Hace mucho que no pone maquillaje en su rostro, en una gaveta está guardado un lápiz labial rancio y un poco de polvo facial anquilosado en la base circular metálica de lo que antaño fuera un vistoso estuche, la superficie negra muestra rayones donde hubo un dibujo dorado y el espejo agrietado le devuelve la imagen quebrada y burlesca de su cara, haciendo visibles las heridas que día a día se empeña en disimular.
Ya no recuerda la última vez que se compró algo para sí, tampoco puede precisar cuándo fue que sus acciones estuvieron impulsadas por satisfacción personal y no apremiante necesidad de solucionar problemas de otros o incluso propios, pero le cansa que todo sea porque hace falta y no por deseo o placer.
No sabe cómo romper con la cadena de «es lo que hay», » no queda de otra», » hasta aquí llegó la sábana»… y frases similares, empleadas para la aceptación de la realidad y cortar en seco cualquier expectativa familiar de vencer la poquedad, esa que vino a vivir con ellos, sin ser invitada, llegaba a destiempo, sin avisar y se fue quedando, no pidió permiso; sin embargo, cada vez era más frecuente encontrarla, primero silenciosa, discreta, escondida en los rincones; luego dueña de sí, desvergonzada, ofensiva, injuriante…

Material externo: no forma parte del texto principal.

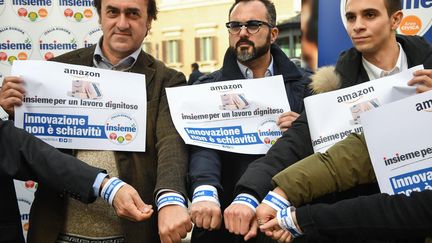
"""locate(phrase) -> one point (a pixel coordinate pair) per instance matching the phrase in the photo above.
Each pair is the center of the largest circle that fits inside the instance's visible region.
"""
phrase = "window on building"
(147, 47)
(172, 51)
(290, 42)
(205, 48)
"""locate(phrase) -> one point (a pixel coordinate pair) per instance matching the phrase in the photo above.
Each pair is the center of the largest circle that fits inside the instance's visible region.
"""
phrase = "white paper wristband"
(170, 198)
(205, 193)
(247, 200)
(276, 201)
(111, 188)
(286, 222)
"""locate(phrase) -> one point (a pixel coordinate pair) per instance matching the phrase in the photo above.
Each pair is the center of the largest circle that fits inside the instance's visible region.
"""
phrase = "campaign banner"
(332, 116)
(398, 139)
(79, 107)
(237, 116)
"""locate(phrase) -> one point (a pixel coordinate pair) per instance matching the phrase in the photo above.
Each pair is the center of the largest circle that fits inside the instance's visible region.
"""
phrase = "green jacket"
(343, 166)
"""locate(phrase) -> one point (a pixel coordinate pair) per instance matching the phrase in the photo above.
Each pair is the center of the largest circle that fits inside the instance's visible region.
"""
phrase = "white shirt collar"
(100, 61)
(375, 72)
(248, 74)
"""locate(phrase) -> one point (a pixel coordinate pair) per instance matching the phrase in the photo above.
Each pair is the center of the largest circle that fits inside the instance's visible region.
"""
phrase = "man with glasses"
(251, 54)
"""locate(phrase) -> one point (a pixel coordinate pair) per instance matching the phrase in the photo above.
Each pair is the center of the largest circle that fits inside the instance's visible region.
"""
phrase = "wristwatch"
(3, 114)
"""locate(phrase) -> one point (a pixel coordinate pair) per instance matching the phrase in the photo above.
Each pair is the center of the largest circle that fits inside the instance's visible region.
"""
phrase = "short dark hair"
(195, 66)
(271, 11)
(392, 6)
(151, 8)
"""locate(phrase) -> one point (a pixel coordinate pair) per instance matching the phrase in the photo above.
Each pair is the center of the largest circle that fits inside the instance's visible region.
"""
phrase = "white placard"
(334, 115)
(236, 116)
(79, 107)
(398, 136)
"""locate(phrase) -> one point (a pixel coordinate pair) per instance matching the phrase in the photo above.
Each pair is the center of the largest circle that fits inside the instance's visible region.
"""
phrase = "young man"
(377, 51)
(158, 172)
(252, 54)
(24, 157)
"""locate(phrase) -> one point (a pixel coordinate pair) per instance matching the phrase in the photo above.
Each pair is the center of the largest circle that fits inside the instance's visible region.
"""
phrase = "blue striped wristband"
(205, 193)
(170, 198)
(247, 200)
(286, 222)
(111, 188)
(276, 201)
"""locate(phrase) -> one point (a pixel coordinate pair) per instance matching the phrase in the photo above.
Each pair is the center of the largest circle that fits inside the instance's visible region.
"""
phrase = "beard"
(244, 55)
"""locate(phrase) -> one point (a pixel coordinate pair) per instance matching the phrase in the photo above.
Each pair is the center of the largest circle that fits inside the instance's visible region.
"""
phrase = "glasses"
(252, 26)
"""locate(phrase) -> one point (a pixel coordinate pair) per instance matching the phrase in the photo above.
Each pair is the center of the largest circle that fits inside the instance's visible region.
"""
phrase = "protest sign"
(398, 137)
(79, 107)
(237, 116)
(334, 115)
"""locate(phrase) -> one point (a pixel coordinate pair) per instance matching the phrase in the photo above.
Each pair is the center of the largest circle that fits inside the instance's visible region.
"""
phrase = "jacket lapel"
(143, 65)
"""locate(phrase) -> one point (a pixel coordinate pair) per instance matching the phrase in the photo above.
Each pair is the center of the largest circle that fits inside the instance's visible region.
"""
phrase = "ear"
(274, 34)
(396, 19)
(148, 25)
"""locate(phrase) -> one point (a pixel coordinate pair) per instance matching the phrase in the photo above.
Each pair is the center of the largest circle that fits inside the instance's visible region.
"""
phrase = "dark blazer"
(162, 165)
(24, 157)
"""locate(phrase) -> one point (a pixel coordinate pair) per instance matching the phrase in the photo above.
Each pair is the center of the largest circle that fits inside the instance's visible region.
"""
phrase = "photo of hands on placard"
(85, 90)
(234, 102)
(359, 108)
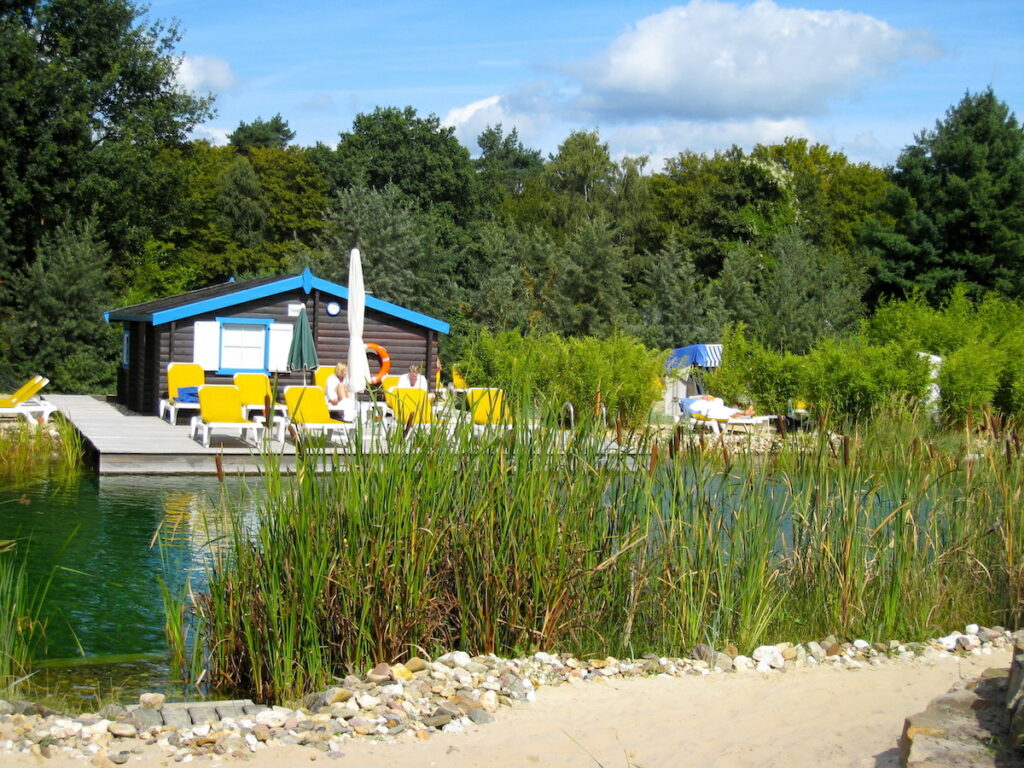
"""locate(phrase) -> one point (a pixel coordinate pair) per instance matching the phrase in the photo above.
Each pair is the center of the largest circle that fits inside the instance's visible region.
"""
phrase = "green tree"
(418, 156)
(265, 134)
(960, 217)
(675, 304)
(87, 99)
(715, 204)
(59, 330)
(505, 165)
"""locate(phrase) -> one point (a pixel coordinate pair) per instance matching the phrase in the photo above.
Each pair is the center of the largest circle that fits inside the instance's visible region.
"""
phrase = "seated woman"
(413, 379)
(715, 408)
(338, 396)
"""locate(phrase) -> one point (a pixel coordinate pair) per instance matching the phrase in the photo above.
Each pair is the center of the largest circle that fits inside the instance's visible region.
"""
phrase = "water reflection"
(107, 540)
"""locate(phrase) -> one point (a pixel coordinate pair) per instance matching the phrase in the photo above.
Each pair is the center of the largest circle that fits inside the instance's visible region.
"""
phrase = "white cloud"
(667, 138)
(528, 113)
(205, 74)
(216, 136)
(716, 60)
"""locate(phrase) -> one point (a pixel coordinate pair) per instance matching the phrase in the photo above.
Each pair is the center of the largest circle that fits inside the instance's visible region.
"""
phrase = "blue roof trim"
(385, 306)
(212, 305)
(305, 281)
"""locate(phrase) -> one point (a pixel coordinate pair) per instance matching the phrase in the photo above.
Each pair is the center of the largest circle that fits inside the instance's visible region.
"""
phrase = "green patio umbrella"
(302, 352)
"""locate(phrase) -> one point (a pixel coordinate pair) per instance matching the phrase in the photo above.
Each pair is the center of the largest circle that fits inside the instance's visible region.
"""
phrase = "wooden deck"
(120, 442)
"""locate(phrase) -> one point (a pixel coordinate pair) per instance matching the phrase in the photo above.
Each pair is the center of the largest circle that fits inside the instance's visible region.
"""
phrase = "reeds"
(607, 543)
(20, 626)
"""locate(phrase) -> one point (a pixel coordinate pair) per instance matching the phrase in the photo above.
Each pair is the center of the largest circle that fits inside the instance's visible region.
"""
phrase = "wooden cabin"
(247, 326)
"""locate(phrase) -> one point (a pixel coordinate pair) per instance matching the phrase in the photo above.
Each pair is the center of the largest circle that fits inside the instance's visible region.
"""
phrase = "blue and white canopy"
(704, 355)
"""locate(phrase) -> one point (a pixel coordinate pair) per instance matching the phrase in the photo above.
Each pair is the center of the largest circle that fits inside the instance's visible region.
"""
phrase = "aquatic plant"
(620, 543)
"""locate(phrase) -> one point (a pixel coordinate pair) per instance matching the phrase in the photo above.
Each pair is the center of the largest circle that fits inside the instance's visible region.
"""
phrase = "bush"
(852, 377)
(969, 379)
(535, 369)
(752, 374)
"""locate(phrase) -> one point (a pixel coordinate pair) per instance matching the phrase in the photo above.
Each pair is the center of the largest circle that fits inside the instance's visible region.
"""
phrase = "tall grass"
(20, 626)
(30, 453)
(602, 543)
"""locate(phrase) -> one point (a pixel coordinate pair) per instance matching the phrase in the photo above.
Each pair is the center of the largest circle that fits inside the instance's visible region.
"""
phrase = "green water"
(95, 535)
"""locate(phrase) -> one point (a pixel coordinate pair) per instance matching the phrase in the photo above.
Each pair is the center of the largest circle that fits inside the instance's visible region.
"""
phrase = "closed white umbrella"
(358, 368)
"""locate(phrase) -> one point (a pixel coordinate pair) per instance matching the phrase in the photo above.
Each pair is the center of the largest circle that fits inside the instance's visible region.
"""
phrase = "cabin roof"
(229, 294)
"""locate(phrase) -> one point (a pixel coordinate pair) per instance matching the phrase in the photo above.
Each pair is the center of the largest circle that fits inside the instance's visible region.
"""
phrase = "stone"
(480, 717)
(415, 665)
(401, 672)
(152, 700)
(702, 652)
(456, 658)
(769, 655)
(122, 730)
(379, 674)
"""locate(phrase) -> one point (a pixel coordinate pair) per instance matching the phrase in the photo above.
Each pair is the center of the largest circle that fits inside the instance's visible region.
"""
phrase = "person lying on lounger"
(715, 408)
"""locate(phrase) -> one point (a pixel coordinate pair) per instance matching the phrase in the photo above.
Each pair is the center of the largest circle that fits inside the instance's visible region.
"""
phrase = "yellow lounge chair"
(487, 409)
(25, 403)
(180, 375)
(220, 409)
(255, 389)
(308, 412)
(321, 375)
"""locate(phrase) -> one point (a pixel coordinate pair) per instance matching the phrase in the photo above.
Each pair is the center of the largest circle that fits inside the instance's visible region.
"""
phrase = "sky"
(863, 77)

Así fue eliminando cada rastro de bonanza; dejando lo indispensable; menguando el ropero, la zapatera, la despensa; y las veces que indiferencia, creatividad, alternativas e innovación le vencieron, poquedad no se marchó, apostando por la finitud de los otros y su capacidad de regeneración, más y mejor, mientras menos y peor fuera para el resto.
Recibió innumerables escobazos: extensores, pluriempleo, remiendos, transformación, carbón, candiles, tizanas, reciclaje…
La mayoría de las veces los golpes fueron propinados por mujeres, poquedad no entendía cómo manos resecas, carentes de cuidado, sostenían con tanta destreza aquel mazo, con él la azotaban, arrinconaban y espantaban…
Con lágrimas en los ojos, transidas de dolor, cuando creían que iban a desfallecer y no podrían seguir, las vio erguirse sobre sus escuálidas fuerzas y reiniciar el combate, azuzadas por la mirada de un hijo, un padre, el abrazo del esposo y por ellas mismas, que no aprendieron a rendirse, no están listas para renunciar a esa posibilidad de que el sacrificio de hoy se mute en esperanza mañana; si por genética crean vida, por voluntad la preservan, haciendo de la ternura y abnegación talismanes.
Las mujeres cubanas se han hecho expertas en multiplicar panes y peces, como si estuviesen dotadas de poderes divinos; en deshacer las penumbras del hogar a expensas de su luz; son ingenieras químicas, diseñadoras, psicólogas, enfermeras, innovadoras natas que logran soluciones con las que ellas mismas se sorprenden.
Tienen días tristes, momentos en que invocan y descienden entre blasfemias e improperios a santos, deidades y cuánto humano crean responsable de sus penurias, jornadas en que poquedad las vence y con el pecho hendido de pena no logran mitigar las carencias materiales ni disimularlas en el hogar, pero incluso tras una noche sin descanso, abanicando a niños o enfermos en medio de un apagón, con el amanecer empiezan a dar combate para adjudicarse victorias, y son esos pequeños triunfos cotidianos los que les colocan el rejuvenecedor brillo en su tez, los que resguardan la belleza y encantos femeninos de su cuerpo.
Es cierto que no todas las mujeres cubanas tienen que foguearse entre escasez y aritmética, pero para muchas, demasiadas, estas líneas pueden tener un matiz autobiográfico en el que se sientan representadas, por eso, este ocho de marzo, no hagamos de la conmemoración una celebración idealizada.
Tenemos derechos y ventajas con respecto a otras en muchas partes del mundo, pero no es suficiente.
Por los roles de cuidadoras, madres, trabajadoras, hay mucha carga sobre hombros de mujeres, para esas que ponen cara a la poquedad y se vuelven fieras para proteger a los suyos, una felicitación especial, y que el próximo ocho de marzo se encuentren entre flores y felicitaciones manojos de prosperidad.